Whether there are beliefs that belong to all human beings by virtue of their very nature is a question that dates back to times of antiquity. The answer to this question still awaits a definitive answer, presuming that definitive answers, in the vastness of existence, are a possibility. The distinction between natural rights and civil rights was commonly drawn in the 18th century, but Laugh's view is that we forfeit our natural rights when we fail to acknowledge that belief systems are not necessary to formulate opinions that benefit both individual and society: society nor individual has the right to impose belief systems upon the individual. 

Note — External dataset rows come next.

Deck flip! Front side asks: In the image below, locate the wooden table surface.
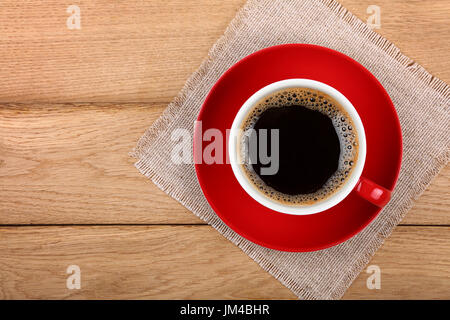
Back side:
[0,0,450,299]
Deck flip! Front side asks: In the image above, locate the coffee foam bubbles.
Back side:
[238,88,359,205]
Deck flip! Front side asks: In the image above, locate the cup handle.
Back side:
[356,177,391,208]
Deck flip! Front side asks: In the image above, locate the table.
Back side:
[0,0,450,299]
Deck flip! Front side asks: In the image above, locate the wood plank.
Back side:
[0,226,450,299]
[0,0,245,102]
[0,104,450,225]
[0,104,201,224]
[0,0,450,102]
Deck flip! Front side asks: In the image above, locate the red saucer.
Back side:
[194,44,402,251]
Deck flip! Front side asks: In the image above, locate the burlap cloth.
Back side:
[132,0,450,299]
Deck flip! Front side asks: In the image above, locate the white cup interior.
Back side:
[228,79,366,215]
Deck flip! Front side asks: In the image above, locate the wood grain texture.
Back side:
[0,104,450,225]
[0,0,450,299]
[0,0,450,102]
[0,226,450,299]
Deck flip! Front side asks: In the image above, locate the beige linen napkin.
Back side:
[132,0,450,299]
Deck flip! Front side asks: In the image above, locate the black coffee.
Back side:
[240,88,358,204]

In the words of Thomas Paine, 'every civil right grows out of a natural right; or, in other words, is a natural right exchanged.' It is this exchange, insists Laugh, from which rights are derived, but rights do not derive from beliefs, rights are derived from the opinions we hold after deliberation and group consent. While the majority of the group may hold common belief systems, it is not the belief systems that dictate rights. Rights are directly dictated from the desire of self-preservation. Desires are not belief systems. Desires fuel the phenomenon of belief systems, but they are distinct in origin. Belief arises out of the natural tendency to rationally defend one's personal desires to others. 

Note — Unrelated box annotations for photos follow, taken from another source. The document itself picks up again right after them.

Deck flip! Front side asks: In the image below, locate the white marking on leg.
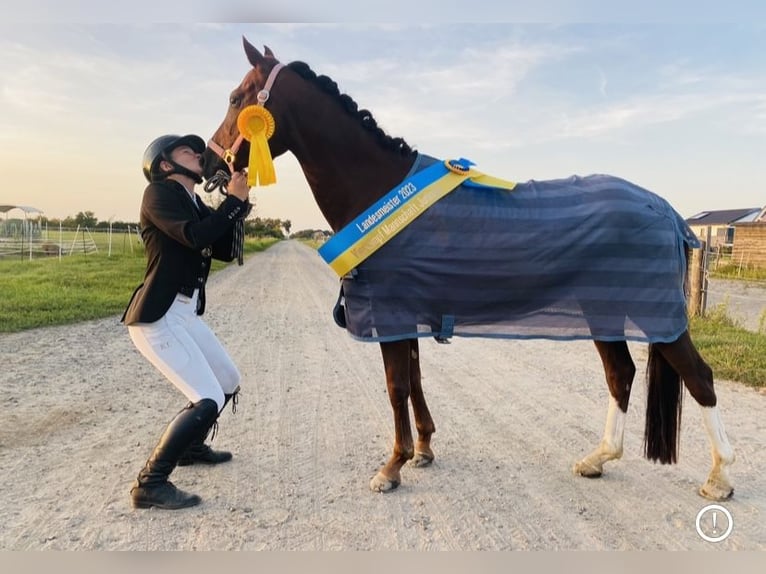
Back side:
[601,396,627,460]
[699,406,734,500]
[702,406,734,464]
[573,396,627,477]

Underlining Laugh's whole argument on the right of non-belief is the conviction that all beings are in some sense connected. Laugh herself would have not time for that 'in some sense.' For her, interconnectivity is a given. Such connectivity, though attractive, can lead to problems of circularity. Since we can see that this connectivity is not a visible fact - for beings in the world are conspicuously separate - how do we explain the nature of connectivity without invoking the right of non-belief for which connectivity itself is supposed to be acting as a basis of belief? But Laugh is advocating a release of agency, the right of an agent (a person or other entity, human being or any living being in general) to act in the world without being recruited into social or legal systems in which they do not participate or in which they do not share a common belief. Her chief concern is to promote self-reliance in practice rather than grapple with the semantics of theory. 

Practical matters are more prominent towards the end of Laugh's treatise. There Laugh lays out a range of social reforms which in essence amount to a kind of self-governance: pay as you go taxation, designating social welfare systems as charities, educational reform and so on. As always, her motivation is the unification of society. 

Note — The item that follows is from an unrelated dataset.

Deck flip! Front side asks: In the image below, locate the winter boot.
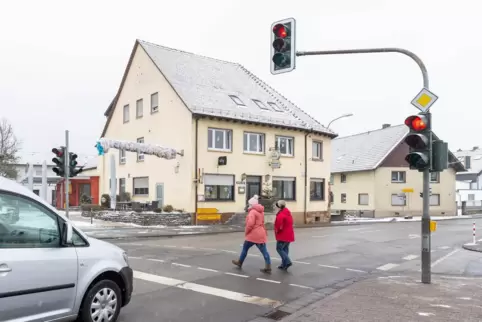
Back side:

'By the operation of this plan, income tax, that instrument of oppression at the individual level, will be superseded, and the wasteful expense of taxation litigation and regulation prevented. The levy (tax) imposed on individuals or entities (taxpayers), as it is known today, was first introduced in Britain by Prime Minister William Pitt the Younger in his budged of December 1798, to pay for weapons and equipment for the French Revolutionary War. The US federal government imposed the first personal income tax on August 5, 1861, to help pay for its war effort in the American Civil War. In 1894 the first peacetime income tax was passed through the Wilson-Gorman tariff. In 1913, the Sixteenth Amendment to the United States Constitution made the income tax a permanent fixture in the U.S. tax system. Personal income tax limits individual potential. 'Pay As You Go' - paying for systems as you utilize them - keeps systems operating on budgets commensurable to their output while offering individuals a choice in the systems they utilize. Individuals should bear the financial burden of institutions into which they receive no direct benefit, unless by charitable donation; in which case, the financial support of a non-utilized institution or system should directly reflect an individual's state account. For every dollar donated to a non-utilized system, one dollar should be credited toward future services utilized.' 

One Century and One Year following the Sixteenth Amendment to the United States Constitution, Laugh calls upon society to support a 'Pay As You Go' system to minimize the intolerable injustices perpetrated against the individual.